If you would make any purchases, you must go again to the church doors, and when you inquire for the manufactures of the place, you find that they consist of double-blessed beads and sanctified shells.

These last are the favourite tokens which the pilgrims carry off with them. The shell is graven, or rather scratched, on the white side with a rude drawing of the Blessed Virgin or of the Crucifixion or some other scriptural subject. Having passed this stage it goes into the hands of a priest. By him it is subjected to some process for rendering it efficacious against the schemes of our ghostly enemy. The manufacture is then complete, and is deemed to be fit for use.

The village of Bethlehem lies prettily couched on the slope of a hill. The sanctuary is a subterranean grotto, and is committed to the joint-guardianship of the Romans, Greeks, and Armenians, who vie with each other in adorning it. Beneath an altar gorgeously decorated, and lit with everlasting fires, there stands the low slab of stone which marks the holy site of the Nativity; and near to this is a hollow scooped out of the living rock. Here the infant Jesus was laid. Near the spot of the Nativity is the rock against which the Blessed Virgin was leaning when she presented her babe to the adoring shepherds.

Many of those Protestants who are accustomed to despise tradition consider that this sanctuary is altogether unscriptural, that a grotto is not a stable, and that mangers are made of wood. It is perfectly true, however, that the many grottos and caves which are found among the rocks of Judea were formerly used for the reception of cattle. They are so used at this day. I have myself seen grottos appropriated to this purpose.

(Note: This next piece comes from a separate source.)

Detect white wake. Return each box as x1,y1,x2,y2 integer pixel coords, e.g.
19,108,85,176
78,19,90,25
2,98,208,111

You know what a sad and sombre decorum it is that outwardly reigns through the lands oppressed by Moslem sway. The Mahometans make beauty their prisoner, and enforce such a stern and gloomy morality, or at all events, such a frightfully close semblance of it, that far and long the wearied traveller may go without catching one glimpse of outward happiness. By a strange chance in these latter days it happened that, alone of all the places in the land, this Bethlehem, the native village of our Lord, escaped the moral yoke of the Mussulmans, and heard again, after ages of dull oppression, the cheering clatter of social freedom, and the voices of laughing girls. It was after an insurrection, which had been raised against the authority of Mehemet Ali, that Bethlehem was freed from the hateful laws of Asiatic decorum. The Mussulmans of the village had taken an active part in the movement, and when Ibrahim had quelled it, his wrath was still so hot, that he put to death every one of the few Mahometans of Bethlehem who had not already fled.